光の届かない地下は、真っ暗に包まれていた。柊が再びスイッチを見つけると、あっさりと電源が付く。
「……そういえば天野君は、電気無しでどうやって来たんだい。電源がついていないから、君は真っ暗の中を進んだってことになるぞ」
『……あぁ、持ってきた携帯式ライトを使ったんです! というか、電源装置があったんっすね。気づかなかったっす』
「君は本当に不注意だな」
雑談を交えながら、柊は地下室を見渡した。
壁がところどころ割れて、瓦礫が積み重なっている場所がある。扉は鍵が掛かっている場所が多いが、半壊しており、殆ど意味を成してなかった。
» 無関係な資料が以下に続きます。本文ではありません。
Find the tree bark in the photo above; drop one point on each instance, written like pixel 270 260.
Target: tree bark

「実験施設なのだから、そろそろ実験器具などが散らばっててもおかしくないはずだ」
『そういえばオレが来たとき、その奥の部屋の方に、フラスコとか置いてあるのを見ましたよ!』
「おや、そうか。ボクも見に行ってみるよ」
柊は「第1実験室」と書かれた扉を、そっと開いた。
「おっと……」
その景色を視界に入れ、柊は思わず声を出してしまう。
――そこにあったのは、フラスコや試験管だけでなく、大抵の研究では使わないような器具ばかりだった。
虫が集る、赤い液体の入ったフラスコを陳列させた棚。
ベルト付きのベッド。床に散乱した、刃物やピンセットの数々。
まるで腐った肉のような臭いが充満している。柊は鼻を手で押さえながら、低い声で呻いた。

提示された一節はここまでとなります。